I’m looking for fast functions to group by or sort large dataframes with several columns of strings (with few different values) or numbers.

There are many packages and options: Base, ShortStrings, SortingLab, FastGroupBy, SortingAlgorithms…

I have only been able to install and use ShortStrings and SortingAlgorithms, the others produce errors.

Some packages say their functionality will be merged onto base Julia o dataframe.

What do yo suggest to use?
Any special function from those packages? Or just keep with the defaults on dataframe or alternatives such as IndexedTables or CategoricalArrays?
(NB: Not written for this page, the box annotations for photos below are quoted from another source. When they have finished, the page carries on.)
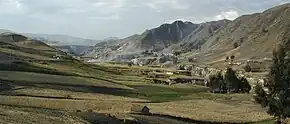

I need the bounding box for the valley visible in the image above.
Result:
[0,3,290,124]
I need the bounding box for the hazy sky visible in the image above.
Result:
[0,0,290,39]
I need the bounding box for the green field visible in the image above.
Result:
[0,61,272,124]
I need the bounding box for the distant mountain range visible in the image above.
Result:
[86,3,290,64]
[22,33,101,46]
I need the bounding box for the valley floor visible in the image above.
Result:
[0,61,273,124]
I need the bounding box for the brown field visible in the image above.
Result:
[0,62,272,124]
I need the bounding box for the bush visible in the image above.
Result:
[233,42,239,48]
[243,64,252,72]
[206,68,251,93]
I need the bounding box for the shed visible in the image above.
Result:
[131,105,150,114]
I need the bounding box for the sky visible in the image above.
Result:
[0,0,290,39]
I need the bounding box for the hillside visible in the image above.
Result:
[0,33,64,62]
[54,45,93,56]
[193,4,290,67]
[22,33,101,46]
[86,4,290,67]
[85,20,229,61]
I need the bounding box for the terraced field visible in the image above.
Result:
[0,61,272,124]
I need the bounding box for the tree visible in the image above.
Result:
[244,64,252,72]
[224,68,240,93]
[231,55,236,60]
[233,42,239,48]
[254,45,290,123]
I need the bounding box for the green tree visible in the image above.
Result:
[244,64,252,72]
[254,45,290,123]
[233,42,239,48]
[224,68,240,93]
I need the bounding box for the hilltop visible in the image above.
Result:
[86,4,290,70]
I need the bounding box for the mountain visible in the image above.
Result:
[0,33,64,63]
[86,20,229,61]
[0,29,12,34]
[193,4,290,67]
[139,21,199,51]
[55,45,93,56]
[22,33,101,46]
[86,3,290,67]
[167,19,231,52]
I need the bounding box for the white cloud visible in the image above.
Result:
[0,0,26,15]
[92,0,126,9]
[214,10,239,20]
[89,14,121,20]
[147,0,190,12]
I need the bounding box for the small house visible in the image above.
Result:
[131,106,150,115]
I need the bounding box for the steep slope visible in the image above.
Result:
[139,21,199,51]
[86,20,229,61]
[170,19,231,51]
[22,33,101,46]
[195,4,290,66]
[55,45,93,56]
[0,33,63,62]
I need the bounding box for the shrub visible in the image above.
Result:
[233,42,239,48]
[254,45,290,123]
[243,64,252,72]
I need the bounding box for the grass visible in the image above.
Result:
[0,61,270,122]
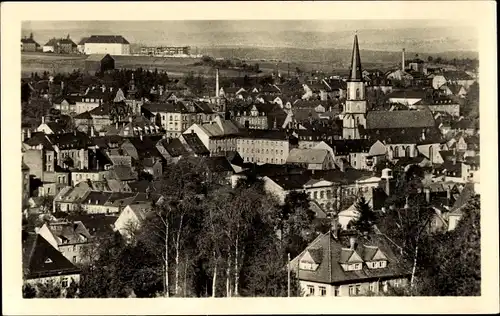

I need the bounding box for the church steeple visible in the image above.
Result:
[342,34,367,139]
[127,74,137,99]
[349,33,363,81]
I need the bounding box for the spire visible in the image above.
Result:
[349,31,363,81]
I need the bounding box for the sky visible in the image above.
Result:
[22,20,478,52]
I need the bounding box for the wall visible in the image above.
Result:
[23,149,43,179]
[26,274,80,297]
[386,144,418,160]
[299,278,408,297]
[75,99,99,114]
[237,138,290,165]
[71,171,108,185]
[429,104,460,117]
[84,43,130,55]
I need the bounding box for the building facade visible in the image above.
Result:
[342,35,367,139]
[83,35,130,55]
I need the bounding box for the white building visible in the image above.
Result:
[83,35,130,55]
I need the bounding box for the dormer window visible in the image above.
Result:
[299,249,323,271]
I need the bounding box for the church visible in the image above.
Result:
[342,34,442,157]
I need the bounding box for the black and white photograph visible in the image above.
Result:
[2,1,498,313]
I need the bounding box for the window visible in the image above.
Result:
[61,278,68,288]
[349,285,356,296]
[370,282,375,293]
[319,286,326,296]
[307,285,314,296]
[356,284,361,295]
[382,281,389,292]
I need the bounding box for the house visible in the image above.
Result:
[202,156,235,185]
[114,204,152,239]
[432,70,476,90]
[85,54,115,74]
[439,83,467,98]
[21,161,31,205]
[66,214,118,241]
[286,148,335,170]
[233,103,275,130]
[142,157,163,179]
[183,116,241,155]
[42,34,78,54]
[290,230,411,297]
[36,116,69,134]
[413,97,460,117]
[236,129,290,164]
[83,35,130,55]
[386,89,427,106]
[21,33,40,52]
[37,221,92,265]
[448,184,477,231]
[22,234,81,297]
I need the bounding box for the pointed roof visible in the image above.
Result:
[349,34,363,81]
[23,234,80,279]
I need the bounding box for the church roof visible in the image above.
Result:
[349,34,363,81]
[366,110,435,129]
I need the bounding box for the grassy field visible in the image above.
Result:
[21,53,266,77]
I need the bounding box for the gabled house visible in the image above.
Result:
[114,204,152,239]
[286,148,335,170]
[22,233,81,297]
[290,230,411,297]
[37,221,92,265]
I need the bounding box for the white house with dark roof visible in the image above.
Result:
[83,35,130,55]
[286,148,335,170]
[290,230,411,297]
[22,234,81,297]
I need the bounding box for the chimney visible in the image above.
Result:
[349,235,357,250]
[331,216,339,239]
[385,179,391,196]
[425,188,431,203]
[215,68,219,98]
[401,48,405,71]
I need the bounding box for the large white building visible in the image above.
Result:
[83,35,130,55]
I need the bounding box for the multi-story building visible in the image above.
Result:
[141,46,190,56]
[342,35,367,139]
[21,33,40,52]
[42,34,78,54]
[83,35,130,55]
[290,230,411,296]
[236,129,290,164]
[23,234,81,297]
[38,221,91,264]
[183,116,241,156]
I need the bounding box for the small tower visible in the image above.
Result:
[127,73,141,115]
[342,34,366,139]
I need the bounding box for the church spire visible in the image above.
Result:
[349,32,363,81]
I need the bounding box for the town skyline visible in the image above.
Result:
[22,20,478,53]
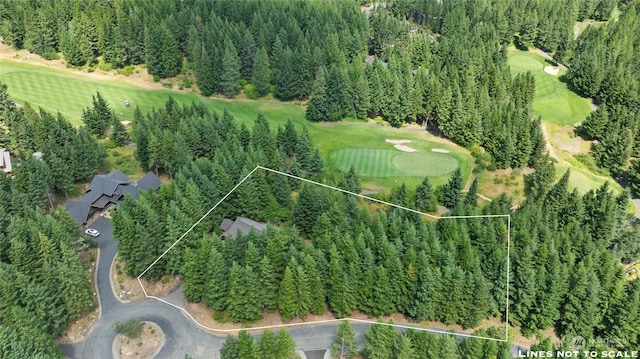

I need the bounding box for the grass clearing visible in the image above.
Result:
[0,60,471,190]
[329,148,458,177]
[509,48,622,197]
[509,48,591,126]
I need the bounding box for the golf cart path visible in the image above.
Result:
[60,217,526,359]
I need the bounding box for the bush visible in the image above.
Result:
[244,84,260,100]
[115,318,142,339]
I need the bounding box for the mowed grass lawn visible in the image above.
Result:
[509,49,591,125]
[0,61,472,190]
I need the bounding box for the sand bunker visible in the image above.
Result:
[431,148,449,153]
[384,138,411,145]
[393,145,418,152]
[544,66,560,76]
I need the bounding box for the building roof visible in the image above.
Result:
[0,148,13,173]
[220,217,267,238]
[67,171,161,225]
[137,172,162,191]
[65,199,91,225]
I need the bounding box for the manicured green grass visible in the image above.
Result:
[0,61,472,190]
[329,148,458,177]
[509,49,591,125]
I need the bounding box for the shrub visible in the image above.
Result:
[116,65,138,76]
[115,318,142,339]
[244,84,260,100]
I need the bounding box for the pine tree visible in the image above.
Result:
[251,47,271,96]
[415,177,437,212]
[277,328,298,359]
[442,168,464,209]
[257,329,278,359]
[464,178,478,207]
[305,67,330,121]
[220,335,240,359]
[278,266,298,322]
[220,39,241,98]
[331,320,358,359]
[111,117,129,147]
[302,254,326,315]
[260,256,278,312]
[238,330,258,359]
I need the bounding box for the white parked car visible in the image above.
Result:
[84,228,100,237]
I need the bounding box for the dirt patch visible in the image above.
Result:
[431,148,449,153]
[384,138,411,145]
[56,248,100,344]
[544,66,560,76]
[109,255,181,303]
[393,145,418,152]
[112,322,164,359]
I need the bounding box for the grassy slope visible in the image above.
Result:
[509,49,621,193]
[509,49,591,125]
[0,61,471,189]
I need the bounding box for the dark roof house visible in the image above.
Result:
[220,217,267,238]
[66,171,161,225]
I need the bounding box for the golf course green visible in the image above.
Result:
[509,49,591,126]
[0,60,472,190]
[329,148,458,177]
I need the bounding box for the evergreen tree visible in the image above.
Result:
[257,329,278,359]
[331,320,358,359]
[220,335,240,359]
[277,328,298,359]
[220,39,241,98]
[278,266,298,322]
[442,168,464,209]
[111,117,129,147]
[251,47,271,96]
[415,177,437,212]
[305,67,330,121]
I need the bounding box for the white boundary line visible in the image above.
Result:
[137,165,511,342]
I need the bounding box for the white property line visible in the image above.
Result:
[137,165,511,342]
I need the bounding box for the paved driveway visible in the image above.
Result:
[60,217,520,359]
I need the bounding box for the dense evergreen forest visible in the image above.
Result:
[0,0,604,168]
[107,101,640,348]
[0,0,640,358]
[0,84,99,359]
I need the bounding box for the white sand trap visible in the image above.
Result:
[431,148,449,153]
[544,66,560,76]
[393,145,418,152]
[384,138,411,145]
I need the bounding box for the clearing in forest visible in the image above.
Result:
[137,165,511,342]
[0,59,472,190]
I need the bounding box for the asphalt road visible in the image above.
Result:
[60,217,523,359]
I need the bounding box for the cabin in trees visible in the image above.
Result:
[220,217,267,238]
[0,148,13,173]
[66,171,161,226]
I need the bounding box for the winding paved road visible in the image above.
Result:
[60,217,523,359]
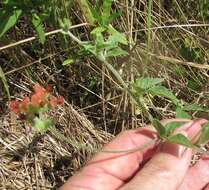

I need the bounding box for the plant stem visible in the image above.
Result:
[63,31,153,123]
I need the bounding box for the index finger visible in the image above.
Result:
[62,119,191,190]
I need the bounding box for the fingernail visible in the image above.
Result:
[161,131,187,158]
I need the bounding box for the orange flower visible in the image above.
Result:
[19,97,30,113]
[10,84,64,117]
[33,83,47,93]
[50,96,65,107]
[57,96,65,105]
[31,91,46,107]
[9,100,20,114]
[50,96,57,107]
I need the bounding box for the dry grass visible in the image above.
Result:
[0,105,112,190]
[0,0,209,190]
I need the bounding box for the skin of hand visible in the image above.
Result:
[60,119,209,190]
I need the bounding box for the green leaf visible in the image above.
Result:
[183,104,206,111]
[165,121,185,135]
[198,122,209,145]
[152,119,166,138]
[32,13,46,44]
[0,9,22,38]
[108,26,128,45]
[34,117,53,133]
[167,134,193,148]
[134,77,164,90]
[106,47,128,57]
[0,66,11,101]
[62,59,74,66]
[176,107,192,119]
[102,0,112,25]
[147,86,179,105]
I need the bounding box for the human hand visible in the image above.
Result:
[60,119,209,190]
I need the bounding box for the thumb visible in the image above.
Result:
[121,120,205,190]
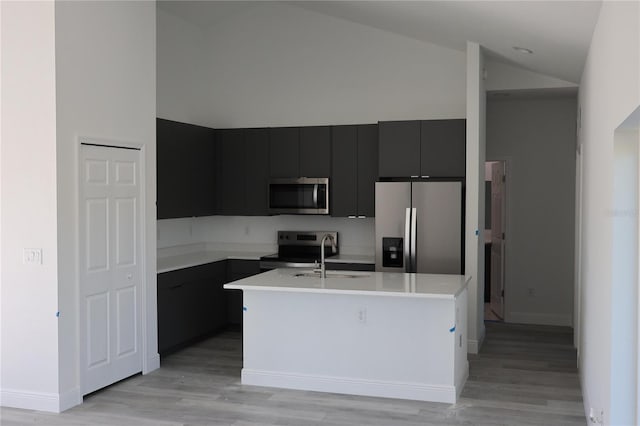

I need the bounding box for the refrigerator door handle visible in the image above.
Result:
[404,207,411,272]
[411,207,418,272]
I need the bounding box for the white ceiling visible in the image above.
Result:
[158,0,601,83]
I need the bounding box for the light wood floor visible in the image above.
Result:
[0,323,586,426]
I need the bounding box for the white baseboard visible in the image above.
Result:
[60,388,82,412]
[467,339,482,354]
[506,312,573,327]
[242,368,460,404]
[0,388,82,413]
[456,361,469,397]
[142,354,160,374]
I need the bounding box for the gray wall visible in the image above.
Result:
[486,96,576,325]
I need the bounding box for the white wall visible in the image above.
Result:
[56,2,159,408]
[0,2,60,411]
[485,59,578,91]
[486,96,576,326]
[579,2,640,424]
[158,2,466,127]
[464,42,487,353]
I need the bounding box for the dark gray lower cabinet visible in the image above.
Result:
[225,259,260,325]
[158,262,227,355]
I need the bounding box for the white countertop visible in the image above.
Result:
[157,250,375,274]
[224,269,471,299]
[325,253,376,265]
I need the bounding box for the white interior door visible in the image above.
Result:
[80,145,142,395]
[491,161,507,319]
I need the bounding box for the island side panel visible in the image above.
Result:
[242,289,466,403]
[454,288,469,396]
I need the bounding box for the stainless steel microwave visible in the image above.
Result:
[269,178,329,214]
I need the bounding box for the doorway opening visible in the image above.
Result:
[484,161,507,321]
[609,107,640,424]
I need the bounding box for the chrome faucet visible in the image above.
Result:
[320,234,338,278]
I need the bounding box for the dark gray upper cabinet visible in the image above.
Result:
[156,118,215,219]
[216,129,247,215]
[245,129,269,216]
[331,124,378,217]
[299,126,331,177]
[358,124,379,217]
[269,127,300,178]
[420,119,466,177]
[329,126,358,217]
[378,120,420,177]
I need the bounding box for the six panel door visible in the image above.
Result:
[80,145,142,395]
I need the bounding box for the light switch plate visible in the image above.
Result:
[22,248,42,265]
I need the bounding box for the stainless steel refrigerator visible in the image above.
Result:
[376,182,464,274]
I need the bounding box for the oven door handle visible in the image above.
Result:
[260,260,317,269]
[313,183,318,208]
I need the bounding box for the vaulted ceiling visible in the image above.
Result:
[158,0,601,83]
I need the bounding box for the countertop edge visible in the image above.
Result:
[156,250,375,274]
[223,283,458,300]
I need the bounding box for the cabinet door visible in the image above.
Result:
[269,127,300,178]
[300,126,331,178]
[329,126,360,217]
[199,260,227,334]
[378,121,420,177]
[358,124,378,217]
[420,119,466,177]
[245,129,269,216]
[190,126,216,216]
[158,270,190,354]
[217,129,246,215]
[156,118,193,219]
[225,259,260,325]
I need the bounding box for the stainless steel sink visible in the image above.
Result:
[293,271,370,278]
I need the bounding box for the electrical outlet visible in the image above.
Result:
[358,308,367,324]
[22,248,42,265]
[589,407,604,425]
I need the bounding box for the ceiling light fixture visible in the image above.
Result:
[513,46,533,55]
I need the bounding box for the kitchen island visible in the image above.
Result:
[224,269,469,403]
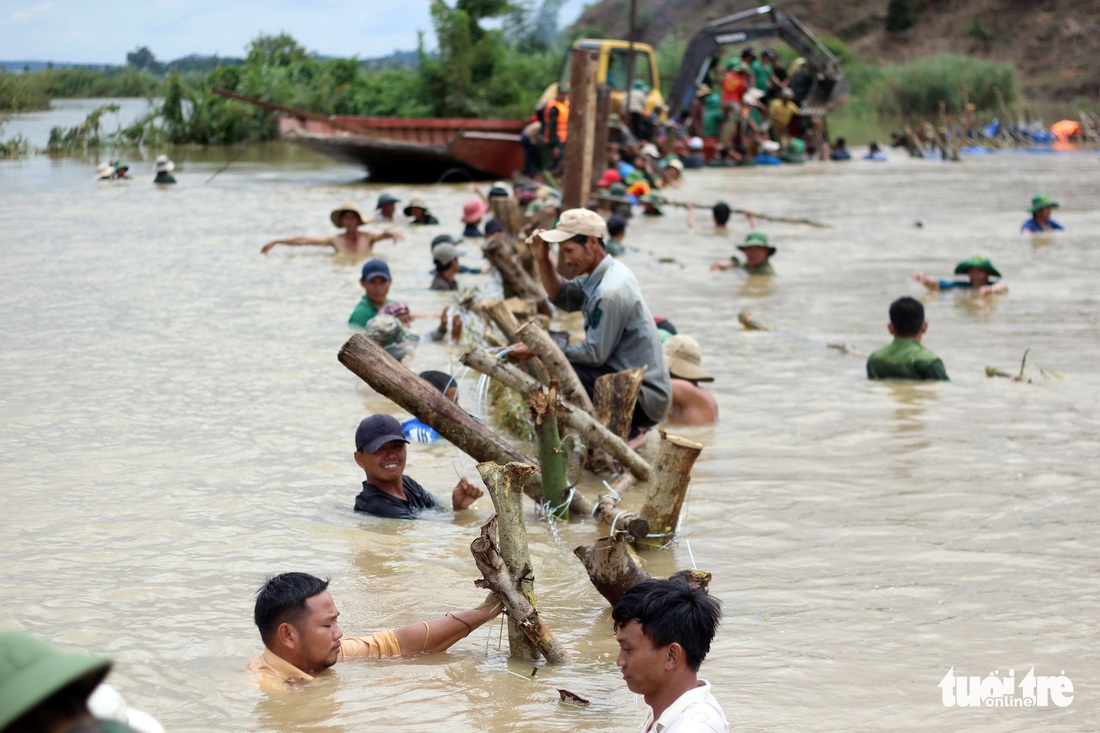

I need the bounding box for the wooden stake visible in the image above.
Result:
[641,430,703,545]
[330,333,545,493]
[561,48,598,209]
[516,321,593,415]
[573,532,650,606]
[482,232,547,302]
[477,461,539,659]
[470,514,570,665]
[460,347,653,482]
[592,367,649,440]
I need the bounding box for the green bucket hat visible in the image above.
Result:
[737,231,776,256]
[0,632,111,730]
[1029,194,1059,214]
[955,254,1001,277]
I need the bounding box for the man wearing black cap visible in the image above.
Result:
[355,414,483,519]
[348,260,393,328]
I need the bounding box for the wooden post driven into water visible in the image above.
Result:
[477,461,539,659]
[561,48,598,209]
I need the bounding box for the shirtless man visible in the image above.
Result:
[663,335,718,425]
[260,204,405,256]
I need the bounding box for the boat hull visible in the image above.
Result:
[279,117,525,183]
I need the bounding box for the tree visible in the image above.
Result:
[127,46,156,70]
[887,0,916,33]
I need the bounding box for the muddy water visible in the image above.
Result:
[0,100,1100,731]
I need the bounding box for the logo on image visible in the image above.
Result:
[937,667,1074,708]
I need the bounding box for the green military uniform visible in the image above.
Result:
[348,295,389,328]
[867,336,947,382]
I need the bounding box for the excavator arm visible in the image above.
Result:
[669,6,848,119]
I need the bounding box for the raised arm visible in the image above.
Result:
[260,237,337,254]
[394,593,504,654]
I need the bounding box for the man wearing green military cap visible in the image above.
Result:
[711,231,776,275]
[1020,194,1066,234]
[913,254,1009,295]
[867,296,947,382]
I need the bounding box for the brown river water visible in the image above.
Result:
[0,100,1100,732]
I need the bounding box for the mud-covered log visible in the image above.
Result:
[460,349,653,484]
[592,367,649,440]
[330,333,545,493]
[573,532,650,606]
[470,514,570,665]
[640,430,703,545]
[517,321,593,415]
[477,461,539,659]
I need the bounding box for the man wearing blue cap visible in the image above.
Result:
[348,260,393,328]
[355,414,484,519]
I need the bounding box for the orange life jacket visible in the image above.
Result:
[542,99,569,143]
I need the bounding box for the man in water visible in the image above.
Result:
[355,414,484,519]
[260,204,405,255]
[913,254,1009,295]
[1020,194,1066,234]
[711,231,776,276]
[867,297,947,382]
[664,333,718,425]
[612,577,729,733]
[249,572,504,692]
[348,260,393,328]
[509,209,672,438]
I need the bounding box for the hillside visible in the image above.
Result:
[576,0,1100,103]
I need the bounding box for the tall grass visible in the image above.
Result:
[860,54,1020,117]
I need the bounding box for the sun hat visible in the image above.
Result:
[540,209,607,242]
[365,314,419,358]
[405,196,428,217]
[596,168,623,188]
[329,204,365,227]
[0,631,111,730]
[955,254,1001,277]
[1030,194,1060,214]
[431,242,459,265]
[362,260,393,283]
[462,198,488,223]
[663,333,714,382]
[355,413,409,453]
[737,231,776,256]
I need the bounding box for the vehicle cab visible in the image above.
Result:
[538,39,664,112]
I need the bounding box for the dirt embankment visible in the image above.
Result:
[576,0,1100,102]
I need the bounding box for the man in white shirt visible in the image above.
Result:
[612,577,729,733]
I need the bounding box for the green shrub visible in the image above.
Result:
[854,54,1020,117]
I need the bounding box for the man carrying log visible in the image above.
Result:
[510,209,672,438]
[612,577,729,733]
[355,414,484,519]
[249,572,504,692]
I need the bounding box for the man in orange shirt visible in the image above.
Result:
[249,572,504,692]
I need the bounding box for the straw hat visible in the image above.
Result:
[663,335,714,382]
[329,204,365,227]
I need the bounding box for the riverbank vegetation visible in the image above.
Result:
[10,0,1020,154]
There are other threads about this:



but I don’t want to be told again I’m writing on old threads, even if they speak about the same.


#3

Most of them are mt posts. I am learning how to make the package work in v1, but my package can only handle one column sorts well and multi-column sorts would need some work. Basically to make it run fast for stringa you need to radixsort the strings and in the sort one should return the sortperm as well which ca n be used to sort the other columns. This is the fastest way I found


#4

But do you suggest keeping the data on frameworks and use some package to perform the radix sort? What package (ShortStrings, SortingLab, FastGroupBy, SortingAlgorithms,…)?
Or should we use other framework such as Indexedtables, Categoricalarrays, Staticarrays… instead?


#5

The third post in your original post remains the most up to date advice. I think just use DataFramesMeta.jl or just the functions in DataFrames.jl directly. They are not fast yet, but they remain the best hope because they might get updated with faster algorithms. Ok. I will devote the next week to work on getting SortingLab.jl and FastGroupBy.jl ready for Julia v1.


#6

While looking at differet benchmarks I’ve seen other promising solutions such as Dask, SciDB and Mapd.